Bishop del Val, the present Ordinary of Santander, was installed at the end of 1971. He has never issued any “Note” concerning the events of Garabandal. The press release of April 2, 1978, was the first official statement ever published by him (through his bishopric) relating to these events.

So we find that neither the actual Bishop of Santander nor the Holy See consider “the file closed on the Garabandal events.” This is the present position of the Church concerning the events that took place at San Sebastian de Garabandal from 1961 through 1965. This is the message that flows from a careful analysis of the most recent statements and actions of the Church, especially those of the actual Bishop of Santander, who in the eyes of the Church is still the immediate authority presently responsible for the events of Garabandal.

Message Repeats Church Doctrine
Although the bishops who preceded Bishop del Val all refused to admit the divine origin of the apparitions that reportedly took place at Garabandal, none of them was critical of the message said to have been delivered there. In fact, Bishop Eugenio Beitia, in the negative Note which he issued on July 8, 1965, had this to say in that official document:

“We point out, however, that we have not found anything deserving of ecclesiastical censorship or condemnation either in the doctrine or in the spiritual recommendations that have been publicized as having been addressed to the faithful, for these contain an exhortion to prayer and sacrifice, to Eucharistic devotion, to veneration of Our Lady in traditional praiseworthy ways, and to holy fear of God offended by our sins. They simply repeat the common doctrine of the Church in these matters.”

Finally, it should be pointed out that the attitude or position of the Church concerning visions or position of the Church concerning visions and apparitions is not as simple as many presume it to be. It is not all black and white. There is much gray. It is far from always resolving itself into either approval or condemnation.
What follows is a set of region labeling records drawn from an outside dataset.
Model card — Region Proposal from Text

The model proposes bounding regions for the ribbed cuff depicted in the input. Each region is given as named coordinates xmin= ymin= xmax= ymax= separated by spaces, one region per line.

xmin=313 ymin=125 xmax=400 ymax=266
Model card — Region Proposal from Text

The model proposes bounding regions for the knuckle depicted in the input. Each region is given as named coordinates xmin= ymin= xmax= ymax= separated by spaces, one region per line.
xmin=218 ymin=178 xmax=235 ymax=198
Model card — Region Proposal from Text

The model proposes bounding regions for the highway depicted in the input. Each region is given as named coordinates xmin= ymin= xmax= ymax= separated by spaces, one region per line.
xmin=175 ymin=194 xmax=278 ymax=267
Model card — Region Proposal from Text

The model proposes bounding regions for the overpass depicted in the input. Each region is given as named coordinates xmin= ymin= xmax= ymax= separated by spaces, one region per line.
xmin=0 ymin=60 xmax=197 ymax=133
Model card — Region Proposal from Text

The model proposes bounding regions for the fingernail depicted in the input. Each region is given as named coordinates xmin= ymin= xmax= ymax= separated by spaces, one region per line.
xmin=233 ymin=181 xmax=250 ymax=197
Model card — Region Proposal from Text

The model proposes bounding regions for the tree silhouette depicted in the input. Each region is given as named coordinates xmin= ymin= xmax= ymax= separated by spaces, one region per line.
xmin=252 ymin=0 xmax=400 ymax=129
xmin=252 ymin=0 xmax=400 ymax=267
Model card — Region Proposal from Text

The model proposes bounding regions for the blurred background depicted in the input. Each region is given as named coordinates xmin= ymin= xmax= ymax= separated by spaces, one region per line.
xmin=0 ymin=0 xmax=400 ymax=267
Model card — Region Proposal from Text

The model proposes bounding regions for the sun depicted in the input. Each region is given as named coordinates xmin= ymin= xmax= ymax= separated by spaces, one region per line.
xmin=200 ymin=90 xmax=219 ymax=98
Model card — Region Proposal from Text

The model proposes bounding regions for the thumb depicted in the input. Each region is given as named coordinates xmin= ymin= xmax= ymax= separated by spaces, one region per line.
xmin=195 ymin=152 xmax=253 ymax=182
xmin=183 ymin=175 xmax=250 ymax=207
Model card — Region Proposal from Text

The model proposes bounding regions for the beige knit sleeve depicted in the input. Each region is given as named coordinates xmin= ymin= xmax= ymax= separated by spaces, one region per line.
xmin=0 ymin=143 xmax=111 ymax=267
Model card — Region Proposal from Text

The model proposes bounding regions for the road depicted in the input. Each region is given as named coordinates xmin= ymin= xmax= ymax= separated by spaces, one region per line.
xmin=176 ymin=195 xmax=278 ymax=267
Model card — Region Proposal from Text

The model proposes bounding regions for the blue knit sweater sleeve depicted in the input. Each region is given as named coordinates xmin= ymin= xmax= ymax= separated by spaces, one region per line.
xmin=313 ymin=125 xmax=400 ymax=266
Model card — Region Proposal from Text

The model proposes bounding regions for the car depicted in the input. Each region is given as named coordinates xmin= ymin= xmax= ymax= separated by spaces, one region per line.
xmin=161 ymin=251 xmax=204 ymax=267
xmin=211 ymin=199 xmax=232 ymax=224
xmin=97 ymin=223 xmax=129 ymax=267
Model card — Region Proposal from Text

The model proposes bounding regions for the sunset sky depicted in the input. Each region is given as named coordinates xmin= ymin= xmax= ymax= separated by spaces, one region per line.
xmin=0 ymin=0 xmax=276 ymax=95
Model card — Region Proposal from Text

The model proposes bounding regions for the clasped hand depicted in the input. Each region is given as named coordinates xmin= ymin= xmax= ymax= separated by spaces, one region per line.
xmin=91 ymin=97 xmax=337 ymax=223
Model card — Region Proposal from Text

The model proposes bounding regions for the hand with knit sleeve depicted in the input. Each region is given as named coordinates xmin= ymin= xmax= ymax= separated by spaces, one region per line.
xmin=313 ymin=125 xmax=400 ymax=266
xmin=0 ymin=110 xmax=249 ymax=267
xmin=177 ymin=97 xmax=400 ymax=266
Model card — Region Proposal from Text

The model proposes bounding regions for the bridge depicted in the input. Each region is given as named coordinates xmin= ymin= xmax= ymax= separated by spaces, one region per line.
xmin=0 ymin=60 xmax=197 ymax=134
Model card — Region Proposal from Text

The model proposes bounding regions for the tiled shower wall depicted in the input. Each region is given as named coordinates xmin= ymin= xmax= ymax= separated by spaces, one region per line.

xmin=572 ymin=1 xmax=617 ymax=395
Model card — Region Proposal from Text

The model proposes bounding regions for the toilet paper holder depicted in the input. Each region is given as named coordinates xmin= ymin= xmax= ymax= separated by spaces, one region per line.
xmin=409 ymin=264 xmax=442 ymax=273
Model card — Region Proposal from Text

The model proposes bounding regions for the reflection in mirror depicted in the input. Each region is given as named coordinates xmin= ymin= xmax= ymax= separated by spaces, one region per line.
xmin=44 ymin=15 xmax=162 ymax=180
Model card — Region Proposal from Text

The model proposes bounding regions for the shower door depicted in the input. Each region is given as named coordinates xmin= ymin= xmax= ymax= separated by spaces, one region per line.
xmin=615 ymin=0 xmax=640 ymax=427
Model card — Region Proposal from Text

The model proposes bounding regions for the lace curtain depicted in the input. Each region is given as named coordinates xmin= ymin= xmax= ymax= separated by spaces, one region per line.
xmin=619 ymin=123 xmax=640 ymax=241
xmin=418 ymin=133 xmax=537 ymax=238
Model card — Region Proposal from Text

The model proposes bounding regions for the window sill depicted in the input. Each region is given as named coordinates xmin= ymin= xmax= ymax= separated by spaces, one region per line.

Between these two extremes, there exists quite a wide spectrum of positions and the terminology most commonly used, at least in English, often lacks precision. The cult, v.g. Mass, at a place where apparitions occurred is approved or authorized by the Church. Medals, such as the Miraculous Medal of the Rue du Bac, are likewise approved or authorized. Visions and apparitions are not really approved by the Church. They are more properly said to be ‘recognized,’ that is, the Church after prudent investigation recognizes or acknowledges that according to this prudent human examination (which, of course, implies prayer), it seems that there was a divine intervention and that the faithful will not be misguided in accepting the even as coming from God.

This is the common opinion of theologians regarding the meaning of Church ‘approval’ of an apparition or vision. Likewise, apparitions are not technically ‘condemned’. They are not recognized or acknowledged as coming from God, as having a supernatural origin or character. It might also be said that the Church accepts or rejects apparitions. This too, would be a more adequate description of what the Church is doing when it ‘approves’ or ‘condemns’ such events.